Education au Burkina: Quelle couleur aura l’année scolaire ?

Sauf changement de dernière minute, les traits pris par l’éducation burkinabè à la date du 1er février 2019 sont tout, sauf rassurants. Les perspectives ne sont pas très heureuses.

Bis repetita. En 2018, les enseignants avaient bandé les muscles. Ils réclamaient de meilleures conditions de vie et de travail dans les écoles. Le gouvernement avait de la résistance. Un bras de fer s’est engagé. Les précepteurs ont alors décidé de ne plus évaluer les élèves et de bloquer la constitution des dossiers pour les examens scolaires.
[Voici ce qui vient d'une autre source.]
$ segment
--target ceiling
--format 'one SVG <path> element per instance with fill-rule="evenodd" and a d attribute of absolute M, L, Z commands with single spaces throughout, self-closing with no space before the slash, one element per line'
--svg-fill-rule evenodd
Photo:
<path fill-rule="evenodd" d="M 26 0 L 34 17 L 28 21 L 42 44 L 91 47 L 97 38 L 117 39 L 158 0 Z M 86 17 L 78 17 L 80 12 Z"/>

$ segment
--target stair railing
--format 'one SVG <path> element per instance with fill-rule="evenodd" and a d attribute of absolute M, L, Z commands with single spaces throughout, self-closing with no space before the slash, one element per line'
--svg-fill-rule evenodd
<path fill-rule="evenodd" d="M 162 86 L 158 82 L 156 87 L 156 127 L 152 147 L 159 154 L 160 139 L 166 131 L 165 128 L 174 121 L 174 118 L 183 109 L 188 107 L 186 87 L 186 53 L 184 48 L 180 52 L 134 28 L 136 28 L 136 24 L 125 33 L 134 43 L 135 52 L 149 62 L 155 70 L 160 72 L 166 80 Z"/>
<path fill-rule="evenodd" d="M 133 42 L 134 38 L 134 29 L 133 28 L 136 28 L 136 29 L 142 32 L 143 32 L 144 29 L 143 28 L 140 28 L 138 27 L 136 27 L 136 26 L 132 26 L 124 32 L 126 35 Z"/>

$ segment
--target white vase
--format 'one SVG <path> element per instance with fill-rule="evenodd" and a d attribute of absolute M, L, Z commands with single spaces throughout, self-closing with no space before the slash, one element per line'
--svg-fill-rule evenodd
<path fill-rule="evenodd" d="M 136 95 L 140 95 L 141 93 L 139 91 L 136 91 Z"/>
Les deux camps sont restés en chien de faïence. Les élèves et leurs parents au milieu, subissant de plein fouet les éclats de cette crise. Il a fallu finalement que les autorités coutumières et religieuses retroussent les manches de boubous et de soutanes pour que les deux parties brisent la glace, se remettent à la table du dialogue. Mais pour quelles conséquences ? Les élèves ont été mis au piloris pour rattraper le retard accumulé. Le tout avec en fond de toile, des milliers d’enfants privés de classes dans le Sahel du fait de la morsure blessante des terroristes.
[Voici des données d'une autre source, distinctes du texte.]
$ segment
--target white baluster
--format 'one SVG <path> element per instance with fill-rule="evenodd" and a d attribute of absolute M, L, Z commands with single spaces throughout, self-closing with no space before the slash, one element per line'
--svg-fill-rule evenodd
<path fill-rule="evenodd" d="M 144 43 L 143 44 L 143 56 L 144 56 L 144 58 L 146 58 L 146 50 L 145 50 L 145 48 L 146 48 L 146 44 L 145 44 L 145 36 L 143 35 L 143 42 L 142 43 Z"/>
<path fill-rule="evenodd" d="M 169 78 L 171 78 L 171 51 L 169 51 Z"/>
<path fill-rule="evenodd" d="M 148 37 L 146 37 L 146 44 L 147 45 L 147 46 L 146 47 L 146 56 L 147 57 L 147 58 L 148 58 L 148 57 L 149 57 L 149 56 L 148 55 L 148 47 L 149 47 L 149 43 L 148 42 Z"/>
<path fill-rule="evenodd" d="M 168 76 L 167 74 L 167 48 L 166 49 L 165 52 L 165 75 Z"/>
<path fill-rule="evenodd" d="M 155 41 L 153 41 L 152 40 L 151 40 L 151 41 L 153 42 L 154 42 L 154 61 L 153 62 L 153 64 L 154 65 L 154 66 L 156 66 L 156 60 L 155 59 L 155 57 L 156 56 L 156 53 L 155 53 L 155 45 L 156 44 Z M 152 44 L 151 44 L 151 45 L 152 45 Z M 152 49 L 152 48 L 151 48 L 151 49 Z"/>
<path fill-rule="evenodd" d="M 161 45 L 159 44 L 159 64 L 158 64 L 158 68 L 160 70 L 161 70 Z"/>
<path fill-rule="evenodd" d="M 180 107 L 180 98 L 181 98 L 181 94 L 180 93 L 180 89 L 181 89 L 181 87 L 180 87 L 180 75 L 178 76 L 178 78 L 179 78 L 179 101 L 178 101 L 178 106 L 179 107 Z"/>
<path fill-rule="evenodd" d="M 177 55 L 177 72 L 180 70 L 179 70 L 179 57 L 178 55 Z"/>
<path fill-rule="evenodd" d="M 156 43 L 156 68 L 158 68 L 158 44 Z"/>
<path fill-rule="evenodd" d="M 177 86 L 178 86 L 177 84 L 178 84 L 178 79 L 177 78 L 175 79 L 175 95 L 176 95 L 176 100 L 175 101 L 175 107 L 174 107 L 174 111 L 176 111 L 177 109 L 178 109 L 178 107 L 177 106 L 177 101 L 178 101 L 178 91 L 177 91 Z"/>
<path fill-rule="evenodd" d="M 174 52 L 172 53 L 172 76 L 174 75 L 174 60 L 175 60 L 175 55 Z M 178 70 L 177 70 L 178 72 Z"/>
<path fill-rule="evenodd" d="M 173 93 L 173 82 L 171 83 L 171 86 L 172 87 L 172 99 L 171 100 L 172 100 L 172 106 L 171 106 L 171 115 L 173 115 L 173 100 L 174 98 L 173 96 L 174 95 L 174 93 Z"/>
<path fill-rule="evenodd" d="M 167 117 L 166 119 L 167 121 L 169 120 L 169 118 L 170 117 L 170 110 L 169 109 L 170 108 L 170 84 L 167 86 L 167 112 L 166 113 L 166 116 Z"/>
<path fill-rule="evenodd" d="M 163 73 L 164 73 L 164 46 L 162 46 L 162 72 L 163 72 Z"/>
Tout le monde s’est accordé pour dire que cette crise ne devrait plus recommencer. Il n’était pas question de jouer à la belotte avec l’avenir de la relève du « Pays des Hommes intègres ». Les engagements pris devraient être respectés et la responsabilité engagée des autorités coutumières et religieuses devrait constituer le parapluie contre tout dérapage de part et d’autre.

Pourvu que…

Mais ne voilà-t-il pas que depuis pratiquement la rentrée scolaire, le même problème est revenu sur le tapis, avec peut-être davantage plus de gravité ? Les enseignants ont à nouveau suspendu les évaluations. Les élèves sont dans la rue, ne sachant plus à quel saint se vouer, perdus, égarés. Ils savent d’ailleurs qu’ils devront faire face à un nouveau rattrapage en accéléré cette année encore, en plus du traumatisme infligé l’année dernière. Et on se demande  légitimement s’il n’y a pas des conséquences dommageables sur un niveau éducatif qui battait déjà de l’aile et ne nettoyait plus les lucarnes de l’excellence.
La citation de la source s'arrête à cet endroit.